Bouleversant les ombres et la couche, ramassé, détendu.

In the second poem of Paul Valéry’s Alphabet, the narrator leaves all thought to contemplate his heart, mon cœur, his “self”. Valéry begins each poem with a sequential letter of the alphabet, corresponding to the hour of the day. The second poem, therefore, begins with “B”-Bouleversant—being thrown into confusion!

Meditation before thought

As the narrator awakens, his mind now moves from thoughts of his body to the fonctionnement of the total self, “je me voyais me voir” (I saw myself seeing myself); “Je suis étant”. He is filled with wonder at the miracle which renews itself each dawn, the re-creation of self. I love this! The Valeryenne dawn, whose wide time beam makes possible the play of shadows-light, even black lights-and promotes “Meditation before Thought” (Hontebeyrie, 25). Meditation BEFORE thought. This is so important, meditation as a deeper, intentional function of thought. Meditate, think, speak. I need to do this more often!

The second hour is the moment between night and day in which man rejects the passing of the night. The newly risen self rejects the creatures of the under-world, that other side of himself . In “B”, the nocturnal voyage is again, as in “A”, imaged as the crossing of a dangerous sea, the archetypal waters of the unconscious. This section ends with the “I” arisen and ready for the new day, but still remembering the night (Franlkin, 6).

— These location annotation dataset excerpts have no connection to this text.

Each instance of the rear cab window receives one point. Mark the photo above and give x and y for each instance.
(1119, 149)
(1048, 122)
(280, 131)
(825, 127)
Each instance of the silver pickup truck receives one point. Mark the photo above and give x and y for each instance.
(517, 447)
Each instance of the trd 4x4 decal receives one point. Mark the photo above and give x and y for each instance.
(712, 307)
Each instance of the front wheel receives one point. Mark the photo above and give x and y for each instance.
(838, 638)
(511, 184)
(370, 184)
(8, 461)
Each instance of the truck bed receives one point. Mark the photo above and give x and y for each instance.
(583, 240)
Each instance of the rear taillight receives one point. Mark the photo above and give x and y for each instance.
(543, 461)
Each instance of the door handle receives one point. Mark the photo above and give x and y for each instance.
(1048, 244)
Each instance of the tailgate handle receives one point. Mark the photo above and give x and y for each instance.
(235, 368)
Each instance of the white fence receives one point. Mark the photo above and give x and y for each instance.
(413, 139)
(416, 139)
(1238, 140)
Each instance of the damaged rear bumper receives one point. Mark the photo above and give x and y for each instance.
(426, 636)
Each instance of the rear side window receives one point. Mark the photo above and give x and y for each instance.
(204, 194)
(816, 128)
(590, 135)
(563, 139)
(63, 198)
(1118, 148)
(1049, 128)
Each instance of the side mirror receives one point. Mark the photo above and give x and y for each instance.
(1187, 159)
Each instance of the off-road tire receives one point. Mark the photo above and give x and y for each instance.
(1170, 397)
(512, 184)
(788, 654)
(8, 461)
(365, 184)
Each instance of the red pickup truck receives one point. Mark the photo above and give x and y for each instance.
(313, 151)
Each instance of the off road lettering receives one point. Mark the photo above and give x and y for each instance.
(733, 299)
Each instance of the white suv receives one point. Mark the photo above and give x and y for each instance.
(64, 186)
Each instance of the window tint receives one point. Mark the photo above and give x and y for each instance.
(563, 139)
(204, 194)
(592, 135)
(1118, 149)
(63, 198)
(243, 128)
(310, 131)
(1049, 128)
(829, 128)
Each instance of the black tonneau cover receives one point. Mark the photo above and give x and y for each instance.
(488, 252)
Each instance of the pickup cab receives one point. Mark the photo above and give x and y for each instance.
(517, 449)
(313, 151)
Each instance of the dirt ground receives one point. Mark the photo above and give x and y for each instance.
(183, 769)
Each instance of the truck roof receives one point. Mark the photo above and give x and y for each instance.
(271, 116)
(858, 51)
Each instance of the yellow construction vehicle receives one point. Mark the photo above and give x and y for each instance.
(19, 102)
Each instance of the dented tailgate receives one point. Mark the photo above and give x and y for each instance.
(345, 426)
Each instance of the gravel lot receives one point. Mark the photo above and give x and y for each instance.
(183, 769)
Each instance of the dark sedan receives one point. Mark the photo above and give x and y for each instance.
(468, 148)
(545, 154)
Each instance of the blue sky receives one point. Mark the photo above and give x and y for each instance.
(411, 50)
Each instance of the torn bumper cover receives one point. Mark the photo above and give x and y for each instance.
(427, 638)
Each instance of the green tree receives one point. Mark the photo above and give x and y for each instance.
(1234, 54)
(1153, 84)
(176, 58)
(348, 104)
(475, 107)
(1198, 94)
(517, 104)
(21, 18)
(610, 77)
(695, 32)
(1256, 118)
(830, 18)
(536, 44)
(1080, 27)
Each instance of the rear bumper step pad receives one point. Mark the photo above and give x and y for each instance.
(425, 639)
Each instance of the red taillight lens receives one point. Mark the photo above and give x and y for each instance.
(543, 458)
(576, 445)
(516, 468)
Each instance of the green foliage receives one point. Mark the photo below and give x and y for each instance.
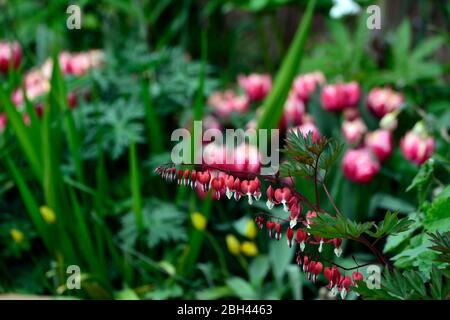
(408, 285)
(328, 226)
(120, 123)
(344, 54)
(304, 155)
(163, 223)
(441, 244)
(410, 65)
(272, 109)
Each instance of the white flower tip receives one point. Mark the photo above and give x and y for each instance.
(293, 223)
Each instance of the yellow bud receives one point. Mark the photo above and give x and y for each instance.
(249, 248)
(198, 221)
(48, 214)
(233, 244)
(17, 235)
(250, 229)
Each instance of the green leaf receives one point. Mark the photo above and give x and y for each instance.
(272, 108)
(423, 177)
(241, 288)
(395, 240)
(436, 284)
(258, 270)
(437, 216)
(390, 225)
(426, 48)
(280, 256)
(163, 223)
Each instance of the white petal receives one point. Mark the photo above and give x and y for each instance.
(343, 293)
(269, 204)
(293, 223)
(338, 251)
(229, 193)
(302, 246)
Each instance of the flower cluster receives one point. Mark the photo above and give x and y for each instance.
(296, 230)
(340, 96)
(10, 55)
(36, 82)
(368, 150)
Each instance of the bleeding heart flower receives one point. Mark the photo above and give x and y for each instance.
(270, 225)
(380, 142)
(417, 146)
(256, 86)
(289, 235)
(301, 237)
(277, 231)
(353, 131)
(10, 55)
(359, 165)
(382, 101)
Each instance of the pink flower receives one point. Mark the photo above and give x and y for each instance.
(294, 109)
(333, 98)
(380, 143)
(340, 96)
(10, 54)
(359, 165)
(306, 128)
(3, 121)
(382, 101)
(227, 102)
(256, 86)
(247, 158)
(352, 92)
(417, 147)
(210, 122)
(80, 63)
(353, 131)
(305, 85)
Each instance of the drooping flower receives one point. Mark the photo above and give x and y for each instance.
(283, 196)
(17, 235)
(417, 146)
(304, 85)
(293, 112)
(3, 121)
(332, 98)
(277, 231)
(382, 101)
(306, 128)
(359, 165)
(256, 86)
(337, 246)
(301, 237)
(289, 236)
(389, 121)
(224, 103)
(260, 222)
(357, 276)
(353, 131)
(340, 96)
(270, 226)
(10, 55)
(249, 248)
(380, 143)
(233, 244)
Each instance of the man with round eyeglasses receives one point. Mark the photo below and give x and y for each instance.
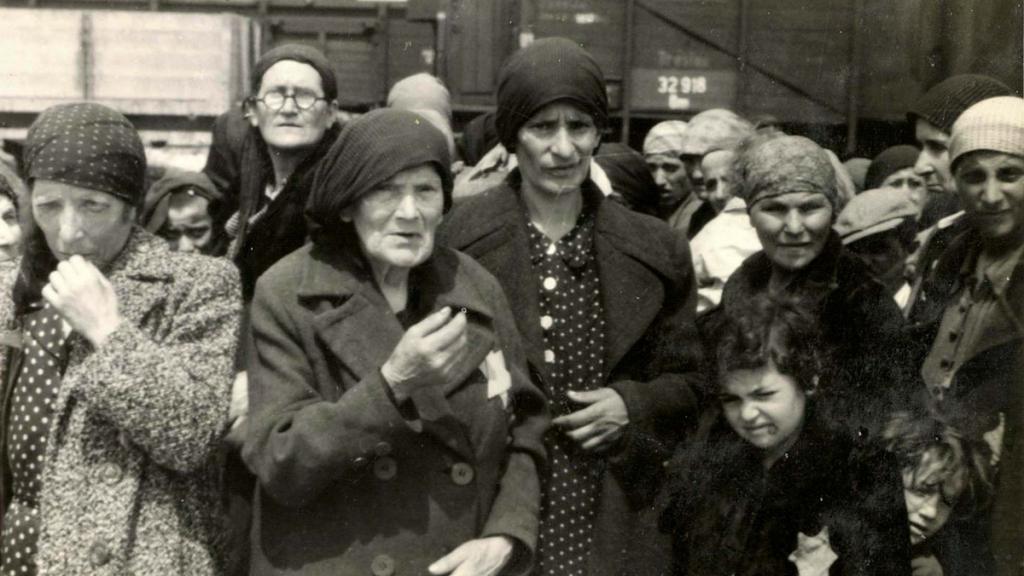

Que de réveils voudraient n’être que rêves!… (Why wake up when I can be dreaming?). Debout! Cri tout mon corps. Get up, cries my body. Get out of bed. Start this new day. Balance, walk, rejoins tes desseins dans l’espace—rejoin your destiny in this world…quelle chose m’a porté interte, plein de vie et chargé d’esprit, d’un bord à l’autre du néant (Alphabet, 49)? What thing has transported me inert, full of life, and charged with spirit, from one side to the other side of nothingness?

Comment se peut-il que l’on ose s’endormir? How can we dare to fall asleep? Look what we are missing in the day by lying in a state of sleep, unconscious. When God created our beings, he built in a requirement of rest, of sleep, to be unaware of our pressures, responsibilities, burdens, for at least 6-7 hours. Of course, during this respite, we are also unaware of our joys, accomplishments, thoughts, love, the good things in life. We cannot function without sleep. It is a requirement of life in these mortal bodies.

What are your first thoughts as you awaken?

I found this section fascinating. According to the narrator, we are thrown into confusion as we emerge from a deep sleep. He takes a moment to recognize “self”- Être Soi le saisit comme une surprise (to be oneself is such a surprise)! Who am I? What is my purpose in being here? Is this a good thing? Are my thoughts positive? Do I look forward to the day? Meditation before thought.

As each letter corresponds with an hour of the day, this would be around seven a.m. for me, the second hour of my day. Before reading Alphabet, I had never assigned a different part of my psyche to certain hours of the day. This is an important factor to consider when making decisions and plans, n’est ce pas? In the morning, our narrator is renewed, the re-creation of self.

I am a morning person, therefore, (after a cup of deliciously roasted Kaldi Coffee, French-pressed) I am ready to start my day. Meditation before thought—my first activity of the day is to Meditate on Scriptures, to pray for my family and others, to refocus my thoughts to being a servant for the Lord, fulfilling the purposes He has set for me, “how can I be my best self? what can I change about my behaviors, attitudes, thoughts that are not pleasing to myself, others, or the Lord”?

Our narrator feels regenerated after several hours. Unfortunately, this includes feeling frightened, scared of the unknown, essentially weak. He looks forward to the hours that he can return to sleep pour prendre sur le fait le Singe qui montre les Songes… (in order to take on the Monkey who will teach him how to dream).

Thus far, we have reflected on two of the three themes of self in Alphabet: le mon corps et le mon-esprit–my body and my spirit. Next, we will look at how Valéry connects these to le mon-monde, our world.


Franklin, U. THE ABC’S OF LITERARY COMMERCE: VALÉRY’S “ALPHABET”, Fall, 1981, Vol. 22, No. 1 (Fall, 1981), pp. 3-9 Published by: University of North Carolina at Chapel Hill for its Department of Romance Studies.

Gide, Andre. “Paul Valéry”. The Kenyon Review, Spring 1946. Vol 8, No. 2 pp. 277-290.

Hontebeyrie, Micheline. “L’ équation attente / surprise dans ‘ Alphabet ‘”. Bulletin des études

valéryennes, No. 98/99, Le laboratoire génétique “feuilles volantes” et Cahiers (Janvier 2005), pp. 201-215 Published by: L’Harmattan Stable URL:

Jarrety, Michel. Introduction to Alphabet. (1999). Paris: Librairie Générale Française.